Glynx - a download manager.
Download from http://www.ipct.pucrs.br/flavio/glynx/glynx-latest.pl
Glynx makes a local image of a selected part of the internet.
It can be used to make download lists to be used with other download managers, making a distributed download process.
It currently supports resume, retry, referer, user-agent, java, frames,
distributed download (see --slave, --stop, --restart).
It partially supports redirect, javascript, multimedia, authentication, mirror
It does not support forms
It has not been tested with ``https'' yet.
It should be better tested with ``ftp''.
Tested on Linux and NT
$progname.pl [options] <URL>
$progname.pl [options] --dump="dump-file" <URL>
$progname.pl [options] "download-list-file"
$progname.pl [options] --dump="dump-file" <URL>
$progname.pl [options] --slave
How to make a default configuration:
Start the program with all command-line configurations, plus --cfg-save
or:
1 - start the program with --cfg-save
2 - edit glynx.ini file
--subst, --exclude and --loop use regular expressions.
http://www.site.com/old.htm --subst=s/old/new/ downloads: http://www.acme.com/new.htm
- Note: the substitution string MUST be made of "valid URL" characters
--exclude=/\.gif/ will not download ".gif" files
- Note: Multiple --exclude are allowed:
--exclude=/gif/ --exclude=/jpeg/ will not download ".gif" or ".jpeg" files
It can also be written as: --exclude=/\.gif|\.jp.?g/i matching .gif, .GIF, .jpg, .jpeg, .JPG, .JPEG
--exclude=/www\.site\.com/ will not download links containing the site name
http://www.site.com/bin/index.htm --prefix=http://www.site.com/bin/ won't download outside from directory "/bin". Prefix must end with a slash "/".
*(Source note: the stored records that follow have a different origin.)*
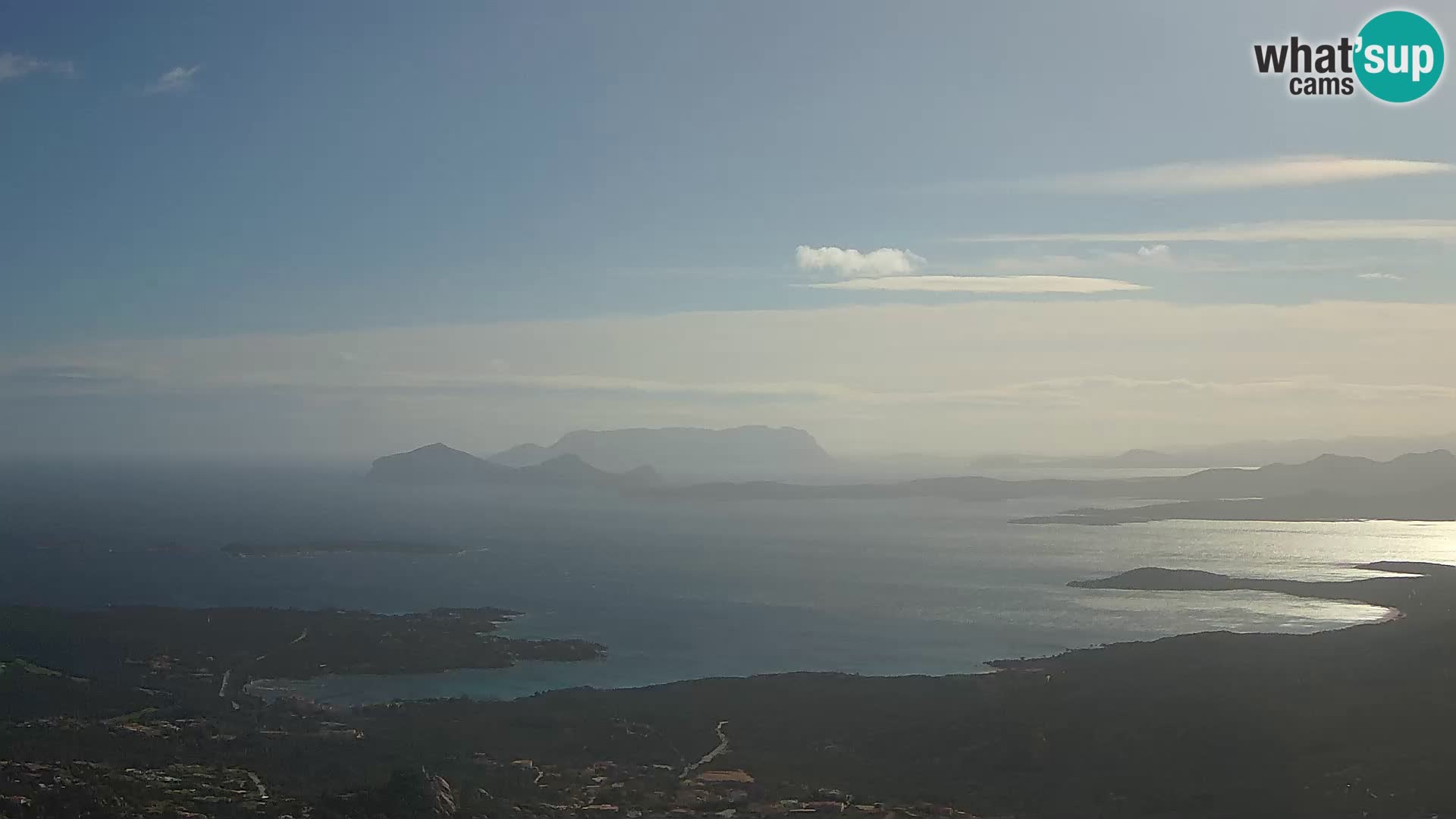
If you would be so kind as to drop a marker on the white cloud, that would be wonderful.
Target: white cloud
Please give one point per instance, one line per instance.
(175, 80)
(1235, 175)
(851, 262)
(15, 66)
(1292, 231)
(984, 284)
http://www.site.com/index%%%.htm --loop=%%%:0..3
will download:
http://www.site.com/index0.htm
http://www.site.com/index1.htm
http://www.site.com/index2.htm
http://www.site.com/index3.htm
- Note: the substitution string MUST be made of "valid URL" characters
- For multiple exclusion: use ``|''.
- Don't read directory-index:
?D=D ?D=A ?S=D ?S=A ?M=D ?M=A ?N=D ?N=A => \?[DSMN]=[AD]
To change default "exclude" pattern - put it in the configuration file
Note: ``File:'' item in dump file is ignored
You can filter the processing of a dump file using --prefix, --exclude, --subst
If after finishing downloading you still have ``.PART._BUSY_'' files in the base directory, rename them to ``.PART'' (the program should do this by itself)
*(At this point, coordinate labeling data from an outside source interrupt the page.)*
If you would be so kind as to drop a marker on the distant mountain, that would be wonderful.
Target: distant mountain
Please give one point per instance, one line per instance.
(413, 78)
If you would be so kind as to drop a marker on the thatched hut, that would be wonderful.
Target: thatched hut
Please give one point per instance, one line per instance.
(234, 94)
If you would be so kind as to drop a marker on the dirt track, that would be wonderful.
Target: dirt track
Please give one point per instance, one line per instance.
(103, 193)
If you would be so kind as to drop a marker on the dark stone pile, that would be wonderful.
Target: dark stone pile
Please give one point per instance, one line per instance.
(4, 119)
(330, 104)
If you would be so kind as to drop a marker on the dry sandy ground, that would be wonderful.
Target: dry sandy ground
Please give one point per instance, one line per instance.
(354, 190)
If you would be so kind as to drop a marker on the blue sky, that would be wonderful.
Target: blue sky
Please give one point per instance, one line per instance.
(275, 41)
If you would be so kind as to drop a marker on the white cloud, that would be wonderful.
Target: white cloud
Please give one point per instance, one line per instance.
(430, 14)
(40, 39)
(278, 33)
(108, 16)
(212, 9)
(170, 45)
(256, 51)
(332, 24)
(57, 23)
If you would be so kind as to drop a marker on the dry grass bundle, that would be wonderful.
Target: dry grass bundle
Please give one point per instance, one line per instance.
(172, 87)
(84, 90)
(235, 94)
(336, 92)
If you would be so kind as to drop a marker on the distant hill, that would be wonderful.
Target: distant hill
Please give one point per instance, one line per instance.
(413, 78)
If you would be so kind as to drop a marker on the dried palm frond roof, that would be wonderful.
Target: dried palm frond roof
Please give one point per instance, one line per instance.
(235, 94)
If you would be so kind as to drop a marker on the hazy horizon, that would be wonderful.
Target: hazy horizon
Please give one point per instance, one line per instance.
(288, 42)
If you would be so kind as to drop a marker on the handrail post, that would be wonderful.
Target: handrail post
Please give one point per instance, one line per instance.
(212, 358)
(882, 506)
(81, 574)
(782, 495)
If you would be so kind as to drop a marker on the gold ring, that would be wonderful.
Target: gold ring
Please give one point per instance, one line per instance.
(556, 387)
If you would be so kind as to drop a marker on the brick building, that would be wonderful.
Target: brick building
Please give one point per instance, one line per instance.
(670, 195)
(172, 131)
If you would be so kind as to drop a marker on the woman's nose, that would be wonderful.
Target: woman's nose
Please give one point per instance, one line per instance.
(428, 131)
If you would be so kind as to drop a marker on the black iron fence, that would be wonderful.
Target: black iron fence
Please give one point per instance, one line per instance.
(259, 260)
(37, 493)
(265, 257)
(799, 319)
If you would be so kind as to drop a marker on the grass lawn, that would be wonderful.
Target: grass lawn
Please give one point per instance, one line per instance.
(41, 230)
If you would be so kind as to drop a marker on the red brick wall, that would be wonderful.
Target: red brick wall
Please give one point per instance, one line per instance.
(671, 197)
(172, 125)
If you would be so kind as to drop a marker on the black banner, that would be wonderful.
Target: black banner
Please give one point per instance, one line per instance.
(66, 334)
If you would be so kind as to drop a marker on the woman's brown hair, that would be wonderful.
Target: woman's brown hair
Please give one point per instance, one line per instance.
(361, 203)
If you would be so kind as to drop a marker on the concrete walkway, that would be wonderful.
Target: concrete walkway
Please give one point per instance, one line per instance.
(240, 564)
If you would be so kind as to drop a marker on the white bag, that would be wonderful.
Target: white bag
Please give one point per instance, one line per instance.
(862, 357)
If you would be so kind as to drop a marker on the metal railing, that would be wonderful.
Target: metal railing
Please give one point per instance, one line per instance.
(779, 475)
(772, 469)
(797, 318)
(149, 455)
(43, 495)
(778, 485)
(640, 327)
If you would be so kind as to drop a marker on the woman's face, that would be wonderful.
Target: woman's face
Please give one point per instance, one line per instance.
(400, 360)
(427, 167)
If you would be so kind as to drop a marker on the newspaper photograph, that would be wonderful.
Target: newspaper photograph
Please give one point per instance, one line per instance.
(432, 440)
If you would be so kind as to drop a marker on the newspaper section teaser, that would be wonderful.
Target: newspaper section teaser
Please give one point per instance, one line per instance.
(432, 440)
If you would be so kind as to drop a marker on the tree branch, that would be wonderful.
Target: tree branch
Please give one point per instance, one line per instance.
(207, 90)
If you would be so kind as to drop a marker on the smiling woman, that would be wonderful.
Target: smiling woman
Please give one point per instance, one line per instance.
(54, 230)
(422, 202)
Don't do this: --depth=1 --out-depth=3 because ``out-depth'' is an upper limit; it is tested after depth is generated. The right way is: --depth=4 --out-depth=3
This will do nothing:
--dump=x graphic.gif
because the dump file gets all binary files.
Errors using https:
[ ERROR 501 Protocol scheme 'https' is not supported => LATER ] or [ ERROR 501 Can't locate object method "new" via package "LWP::Protocol::https" => LATER ]
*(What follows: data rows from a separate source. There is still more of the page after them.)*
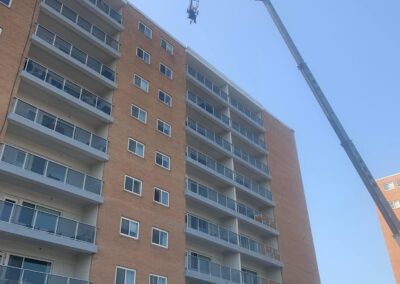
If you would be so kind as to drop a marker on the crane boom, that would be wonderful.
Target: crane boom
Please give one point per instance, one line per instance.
(352, 152)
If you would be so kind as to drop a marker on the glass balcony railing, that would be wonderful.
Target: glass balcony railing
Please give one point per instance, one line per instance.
(59, 125)
(72, 16)
(50, 169)
(72, 89)
(15, 275)
(248, 113)
(215, 138)
(75, 53)
(117, 17)
(209, 108)
(223, 200)
(228, 275)
(207, 83)
(253, 137)
(219, 168)
(232, 238)
(46, 222)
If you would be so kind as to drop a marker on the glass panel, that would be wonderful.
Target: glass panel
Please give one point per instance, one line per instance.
(93, 185)
(75, 178)
(45, 222)
(35, 164)
(56, 171)
(13, 156)
(66, 228)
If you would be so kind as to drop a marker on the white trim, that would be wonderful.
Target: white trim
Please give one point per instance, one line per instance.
(158, 276)
(137, 142)
(134, 179)
(164, 123)
(124, 268)
(169, 159)
(160, 230)
(8, 6)
(133, 105)
(144, 52)
(162, 190)
(129, 220)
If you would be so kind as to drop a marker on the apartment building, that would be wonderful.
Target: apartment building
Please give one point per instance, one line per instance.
(390, 187)
(127, 158)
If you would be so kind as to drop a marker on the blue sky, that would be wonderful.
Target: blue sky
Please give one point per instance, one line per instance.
(352, 47)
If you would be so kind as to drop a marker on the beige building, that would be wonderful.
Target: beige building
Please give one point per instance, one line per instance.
(127, 158)
(390, 187)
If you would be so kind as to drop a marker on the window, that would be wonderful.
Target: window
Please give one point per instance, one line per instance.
(156, 279)
(145, 30)
(141, 83)
(164, 127)
(165, 98)
(139, 113)
(159, 237)
(129, 228)
(167, 46)
(125, 276)
(388, 186)
(143, 55)
(166, 71)
(395, 204)
(6, 2)
(136, 147)
(161, 196)
(163, 160)
(133, 185)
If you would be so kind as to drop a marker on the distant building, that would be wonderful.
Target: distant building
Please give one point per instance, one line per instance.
(126, 158)
(390, 187)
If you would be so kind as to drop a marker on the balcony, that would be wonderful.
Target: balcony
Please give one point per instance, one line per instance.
(220, 202)
(247, 114)
(82, 26)
(15, 275)
(202, 269)
(33, 121)
(226, 240)
(28, 223)
(233, 178)
(67, 91)
(74, 57)
(113, 17)
(49, 175)
(216, 140)
(205, 83)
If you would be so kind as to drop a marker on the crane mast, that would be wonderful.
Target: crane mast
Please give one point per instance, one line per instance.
(352, 152)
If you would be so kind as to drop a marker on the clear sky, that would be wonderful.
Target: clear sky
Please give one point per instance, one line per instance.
(352, 46)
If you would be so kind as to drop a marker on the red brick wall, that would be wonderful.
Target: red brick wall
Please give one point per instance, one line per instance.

This means you need to install at least ``openssl'' (http://www.openssl.org), Net::SSLeay and IO::Socket::SSL
Very basic:
--version Print version number ($VERSION) and quit --verbose More output --quiet No output --help Help page --cfg-save Save configuration to file "$CFG_FILE" --base-dir=DIR Place to load/save files (default is "$BASE_DIR")
Download options are:
--sleep=SECS Sleep between gets, ie. go slowly (default is $SLEEP)
--prefix=PREFIX Limit URLs to those which begin with PREFIX (default is URL base)
Multiple "--prefix" are allowed.
--depth=N Maximum depth to traverse (default is $DEPTH)
--out-depth=N Maximum depth to traverse outside of PREFIX (default is $OUT_DEPTH)
--referer=URI Set initial referer header (default is "$REFERER")
--limit=N A limit on the number documents to get (default is $MAX_DOCS)
--retry=N Maximum number of retrys (default is $RETRY_MAX)
--timeout=SECS Timeout value - increases on retrys (default is $TIMEOUT)
--agent=AGENT User agent name (default is "$AGENT")
--mirror Checks all existing files for updates (default is --nomirror)
--mediaext Creates a file link, guessing the media type extension (.jpg, .gif)
(Windows perl makes a file copy) (default is --nomediaext)
Multi-process control:
--slave Wait until a download-list file is created (be a slave) --stop Stop slave --restart Stop and restart slave
Not implemented yet but won't generate fatal errors (compatibility with lwp-rget):
--auth=USER:PASS Set authentication credentials for web site
--hier Download into hierarchy (not all files into cwd)
--iis Workaround IIS 2.0 bug by sending "Accept: */*" MIME
header; translates backslashes (\) to forward slashes (/)
--keepext=type Keep file extension for MIME types (comma-separated list)
--nospace Translate spaces URLs (not #fragments) to underscores (_)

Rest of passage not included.